Prescribed medicine can be administered in school with signed parental permission and with the agreement of the headteacher.

There are nominated first aiders in school and several members of staff have first aid training. If your child has significant medical needs, you will need to speak to the SENCO to discuss how we can best support your child. This might include drawing up a Health Care Plan, and seeking advice or training from medical specialists.

4. How will I know how my child is doing and how will you help me to support my child’s learning?

Parkland Infant and Junior Schools believe that partnership between school and parents is key to all pupils’ progress.

Children’s progress is assessed in Reception against the Early Years Foundation Stage (EYFS), and from Year 1 to Year 6 against national curriculum levels. Some children working below national curriculum levels may be assessed using P levels. Your child’s end of year report explains how these levels work and where your child should be at their stage of learning. You can discuss your child’s progress at the regular parent consultation meetings or at any other mutually convenient time.

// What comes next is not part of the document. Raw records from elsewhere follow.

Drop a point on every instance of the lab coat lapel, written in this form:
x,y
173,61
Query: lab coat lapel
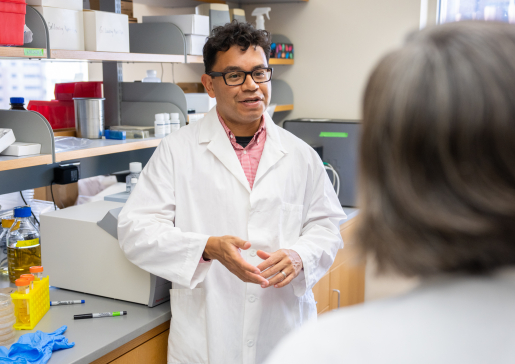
x,y
273,151
212,132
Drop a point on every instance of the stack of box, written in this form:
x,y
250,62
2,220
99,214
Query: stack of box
x,y
195,29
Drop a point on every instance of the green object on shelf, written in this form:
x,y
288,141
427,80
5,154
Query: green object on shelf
x,y
329,134
33,52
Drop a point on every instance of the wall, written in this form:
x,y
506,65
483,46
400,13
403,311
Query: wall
x,y
337,42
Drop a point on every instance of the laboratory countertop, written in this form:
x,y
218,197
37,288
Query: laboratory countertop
x,y
96,337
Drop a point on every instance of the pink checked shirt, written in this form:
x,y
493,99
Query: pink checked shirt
x,y
250,156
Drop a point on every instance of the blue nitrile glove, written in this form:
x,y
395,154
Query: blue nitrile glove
x,y
35,348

You may be given suggestions/ideas to support your child at home and if there are issues around health or behaviour, you may be given a home-school book.

If your child needs a higher level of support to make progress, we may invite you to school to develop a School-Based Plan together. These are reviewed annually.

At both schools there are opportunities for “family learning” – courses for parents and carers on, for example, understanding the Foundation Stage, how literacy/maths is taught, how to help your child with language skills etc. Look out for information on these courses or sessions on the schools’ website or information boards.